Following on from the Georgia game is a match up with Romania which should be another easy win despite their impressive showing against the Scots in the ungodly hours of this morning. A theoretically straightforward couple of weeks should ensure then that England comfortably cruise towards qualification for the quarter finals without much cause for further panic or hysteria. However, they must be aware of just how much a major scalp would mean to the minnows of the competition and must make some serious alterations following today’s deficiencies.

In the wake of their limp display today it seems likely that Johnson will switch things around in the quest to play some more fluent rugby and get two confidence boosting victories under their belts before the Scotland clash. It is more than likely that Ben Youngs will come back in after his inspirational return from injury and he may well be partnered by club mate Toby Flood at fly half after Wilkinson failed to impress with his usually metronomic boot. Other changes could see Dylan Hartley, Matt Stevens, Tom Palmer, skipper Lewis Moody and Mark Cueto return to the fold and if they all perform well then who’s to say that they won’t keep a hold of their place when the bigger matches come around?

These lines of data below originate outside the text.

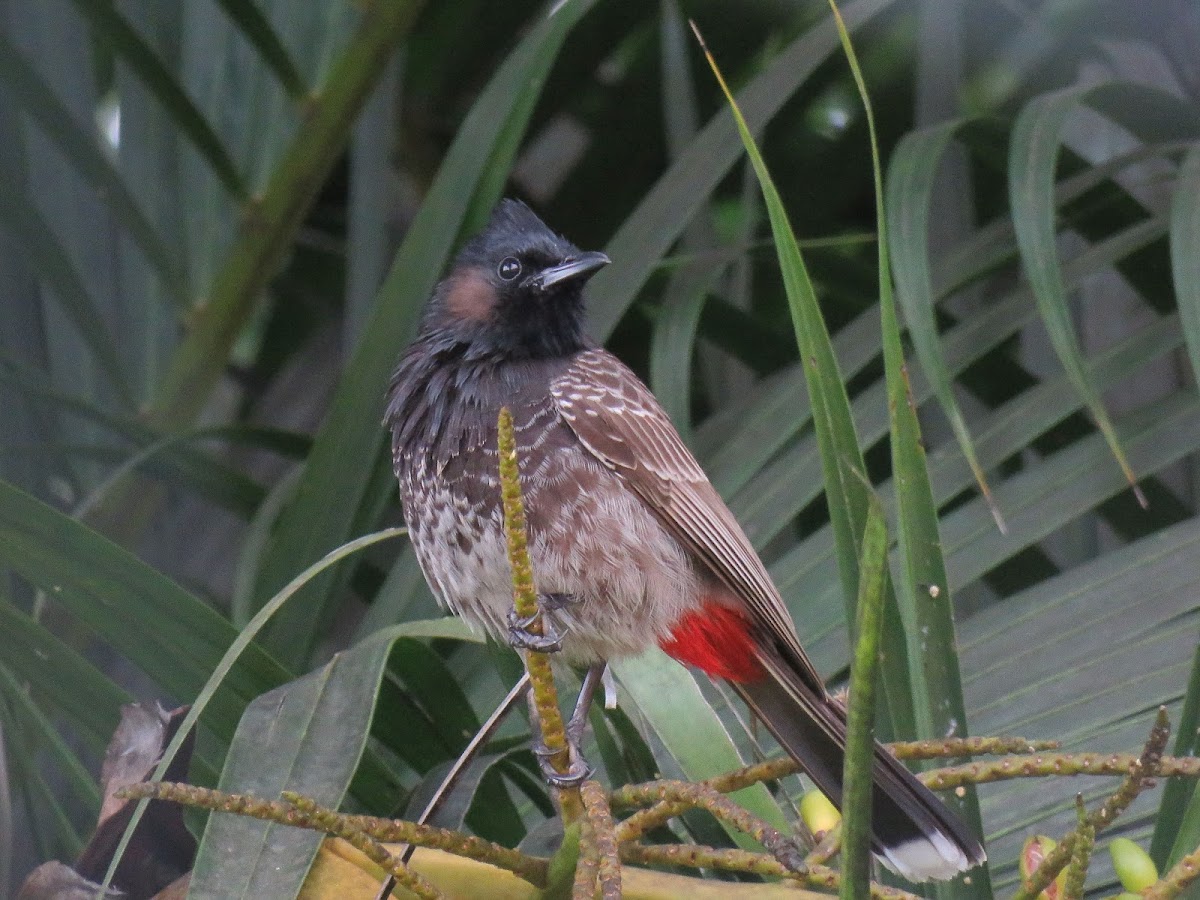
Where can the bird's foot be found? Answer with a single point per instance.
(522, 637)
(789, 853)
(577, 769)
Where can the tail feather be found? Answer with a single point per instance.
(913, 833)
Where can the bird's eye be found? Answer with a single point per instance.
(509, 268)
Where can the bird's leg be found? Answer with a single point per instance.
(577, 769)
(551, 637)
(579, 720)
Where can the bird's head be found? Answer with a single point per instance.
(515, 291)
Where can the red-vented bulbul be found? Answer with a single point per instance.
(630, 543)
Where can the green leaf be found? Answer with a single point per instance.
(52, 263)
(651, 229)
(61, 678)
(306, 737)
(349, 444)
(29, 718)
(271, 219)
(240, 651)
(1031, 172)
(841, 460)
(162, 629)
(1186, 252)
(127, 43)
(859, 763)
(924, 595)
(910, 185)
(81, 148)
(257, 29)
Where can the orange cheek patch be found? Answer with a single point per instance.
(717, 640)
(471, 298)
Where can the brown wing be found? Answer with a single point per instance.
(617, 418)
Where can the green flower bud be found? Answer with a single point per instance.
(819, 814)
(1037, 847)
(1134, 867)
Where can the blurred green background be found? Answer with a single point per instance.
(219, 220)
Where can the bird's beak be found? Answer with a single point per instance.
(580, 268)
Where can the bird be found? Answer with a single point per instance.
(630, 544)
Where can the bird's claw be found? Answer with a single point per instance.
(577, 769)
(789, 855)
(521, 637)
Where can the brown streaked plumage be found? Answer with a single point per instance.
(622, 517)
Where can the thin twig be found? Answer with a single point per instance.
(525, 600)
(1140, 771)
(742, 861)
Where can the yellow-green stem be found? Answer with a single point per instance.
(525, 600)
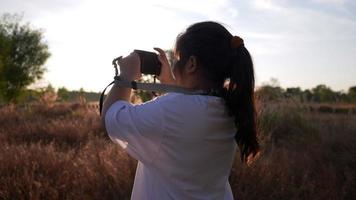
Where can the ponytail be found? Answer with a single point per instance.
(240, 102)
(223, 56)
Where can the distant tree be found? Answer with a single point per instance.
(352, 94)
(322, 93)
(22, 55)
(269, 93)
(307, 95)
(63, 94)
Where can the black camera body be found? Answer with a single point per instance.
(149, 62)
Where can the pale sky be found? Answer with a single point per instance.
(301, 43)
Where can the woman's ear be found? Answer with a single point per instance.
(192, 65)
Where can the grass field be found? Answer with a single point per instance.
(60, 151)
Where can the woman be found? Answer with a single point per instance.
(186, 144)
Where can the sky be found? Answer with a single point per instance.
(300, 43)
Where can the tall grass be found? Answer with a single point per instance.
(60, 151)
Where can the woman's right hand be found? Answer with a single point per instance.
(166, 76)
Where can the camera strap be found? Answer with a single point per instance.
(153, 87)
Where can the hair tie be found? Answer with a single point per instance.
(236, 42)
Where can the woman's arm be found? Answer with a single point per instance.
(129, 71)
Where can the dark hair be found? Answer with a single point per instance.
(210, 43)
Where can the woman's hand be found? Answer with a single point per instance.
(130, 67)
(166, 76)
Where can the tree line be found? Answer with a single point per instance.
(23, 53)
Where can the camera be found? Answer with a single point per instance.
(149, 62)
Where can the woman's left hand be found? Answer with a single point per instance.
(130, 67)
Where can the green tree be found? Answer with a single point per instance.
(22, 55)
(352, 94)
(63, 94)
(322, 93)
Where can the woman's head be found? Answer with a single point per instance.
(207, 51)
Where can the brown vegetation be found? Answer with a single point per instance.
(60, 151)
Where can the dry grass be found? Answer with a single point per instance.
(60, 151)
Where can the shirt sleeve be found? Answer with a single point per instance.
(136, 128)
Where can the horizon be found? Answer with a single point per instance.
(301, 44)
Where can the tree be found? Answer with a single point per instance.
(352, 94)
(63, 94)
(322, 93)
(22, 55)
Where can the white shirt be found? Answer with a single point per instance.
(184, 144)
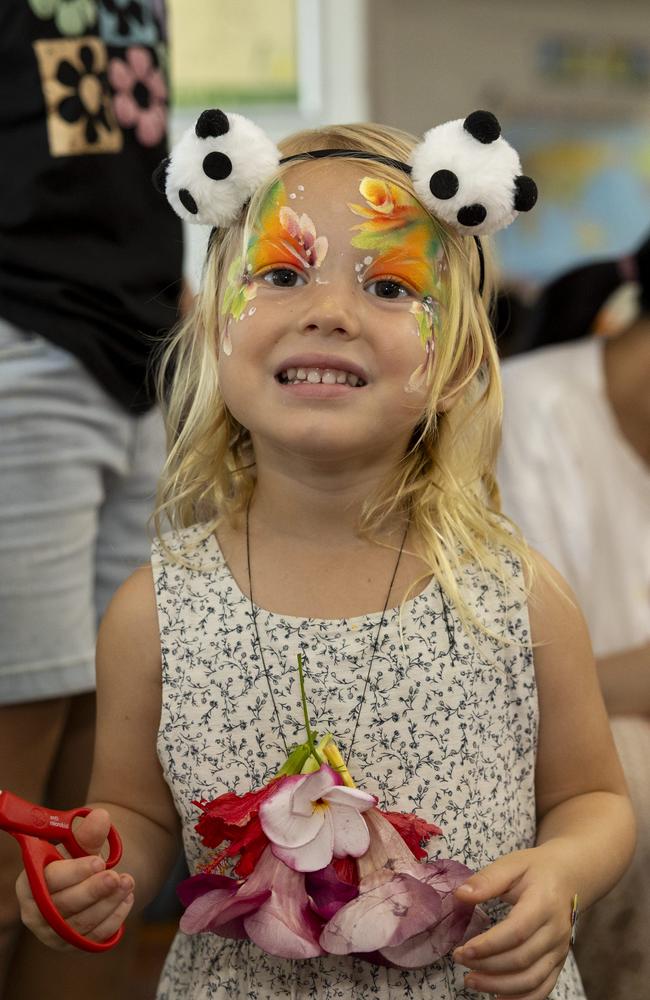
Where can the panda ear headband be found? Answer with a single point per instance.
(463, 171)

If Fabio Capello had shifted things around dramatically last summer after a poor opening draw with the USA then perhaps he would have reaped the rewards as Martin Johnson will dearly hope to do in England’s next two fixtures. If the rugby team need inspiration to improve then they should look no further than the likes of Capello and Wayne Rooney who have endured very tough years since their underwhelming performances at the football World Cup. Though rugby is certainly a sport which receives less media spotlight than football it is important that England are inspired by the negative reaction to today’s performance rather than bothered by it otherwise they could end up on the receiving end of a serious barrage of abuse come the end of the tournament.